From an Alcoholic to His Children
July 27,2022
I am an alcoholic. Try as we might to avoid this conclusion,
which is often obvious to those around us long before we are able to admit it,
in the end the downward spiral makes it clear to even the most reticent of
us: I am an alcoholic. Alcoholism is a
disease. It is becoming increasingly clear that its basis is fundamentally
genetic. It may be that environmental events are needed to trigger the
manifestation of alcoholism as unmanageable drunkenness, but the underlying
cause is genetic. In the alcoholic something is missing in the dopamine
feedback loop that would allow one to stop after enough of a good thing. Take
one drink and there is no “off” switch. The addictive personality can struggle
with a similar reaction to many other simple pleasures. I often like to say
that Goldfish are a gateway cracker: eat one and you’re soon living in a box of
Cheezits. And really, who can eat just one potato chip? But the problem
is much worse in the case of alcohol because drinking also dulls the mind. It
makes you stupid. Not only does a drink launch an addictive response but it
negates any capacity to reason against it. This is pretty much the defining
characteristic of the alcoholic.
Alcoholism is pervasive. It cuts across all cultures and
demographics knowing no bounds. The stereotype of the alcoholic as a skid row
bum with a bottle in a brown paper bag or as living under a bridge may help
many, or even most, alcoholics to deny their plight, but it is not a valid
picture. True, there are some alcoholics on skid row, but they are equally to
be found in the suburbs, on the golf course, or in the board room. The disease
afflicts something like 10% of the population and knows no boundaries of race,
status, or class.
And today there is no known cure. This is a genetic
condition which controls our response to this insidious chemical, ethanol. We
are born with the gene and we have to live our lives with the gene. I am an
alcoholic and there is nothing I can do about that; I will always be an
alcoholic. I have no choice. But I do have a choice about being a drunk. When I
am sober and have my wits about me, I can make the decision to avoid alcohol,
to never drink again. If I never drink, I will never get drunk. The American
Medical Association states “Treatment for alcoholism primarily involves not
taking a drink.” Simple. If I never drink my uncurable alcoholism will never
manifest as drunkenness. It does not cure the problem but it is a clear path to
avoid the consequences.
Simple, but not necessarily easy. Sure, just don’t take the
first drink. But we each drink for a reason and to control this problem we need
to ferret out and address those reasons, lest we be lead back to that insidious
first drink in a moment of weakness or despair. This is the aim of the AA 12
Step Program. AA may or may not be the only path to avoiding drunkenness for
the alcoholic, but it is a path which works for some and apparently is the most
successful method known. Simple, but not easy. It takes work and perseverance
and sometimes just suffering through the compulsion one day at a time. To the
alcoholic, drinking is an addiction but it is also a habit whose routes lie in
self medication. Quitting can be very hard as is, for example, quitting
smoking. For the alcoholic, staying sober in the long run can be the bigger
challenge. But millions of successful low bottom drunks who have been able to
quit and stay sober demonstrate that it can be done. This is the path I am on,
the path to life-long sobriety, following this program one step at a time, one
day at a time.
But that’s not what I came to tell you about. As children of
an alcoholic parent you stand a fairly high chance of having this troublesome
gene yourselves. You may be alcoholics. It may not manifest as uncontrolled or
life disrupting drunkenness - yet. But if you have the gene, the possibility
lies in your future. In our culture, our tendency is to deny alcoholism (I’m
not sleeping under a bridge!) until the impact is impossible to ignore. Often
by this time the harm done in our lives is extreme, even catastrophic. Living
in a state of denial we are often the last to admit our plight (though secretly
we may be the first to suspect it). You don’t have to let this happen to you.

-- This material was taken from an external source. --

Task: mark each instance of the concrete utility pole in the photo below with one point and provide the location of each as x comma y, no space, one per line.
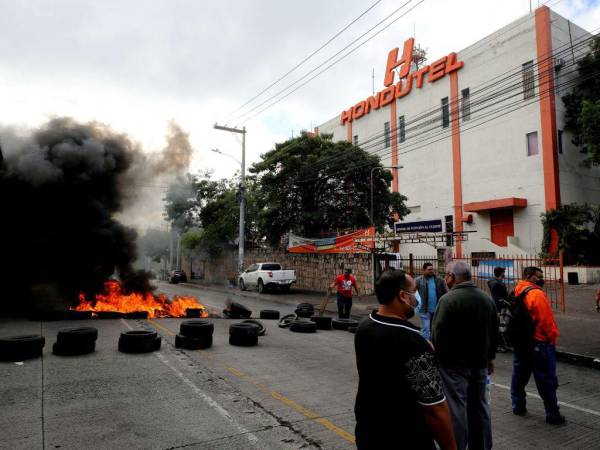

You don’t have to go so far as catastrophe. Alcoholism is a progressive disease
which continues to get worse with time but you can get off any time you are
willing. Your life does not have to crash and burn in order to quit drinking. I
guess my short message for today is: if
you think you may be an alcoholic (and you’ve got better than average odds that
you have the gene) you should consider treating it sooner rather than later.
The sooner you get away from alcohol, the less damage you will do to your life.
It is possible to climb out of any hole once you decide to throw out the shovel
and reverse direction but there’s no point in digging to perdition if you can
recognize the symptoms early. It turns out that life without alcohol is not
only possible but is in nearly all ways better than life with it.
There is so much more to be said on this subject once you
are interested in pursuing it. Please get in with me touch to discuss it at any
time. I would be happy to share my experience and what I have learned with you.
I hope that if you did inherit this insidious gene from me you can conquer its
impact on your life without going through the devastation to which I drove
myself before you are moved to take action.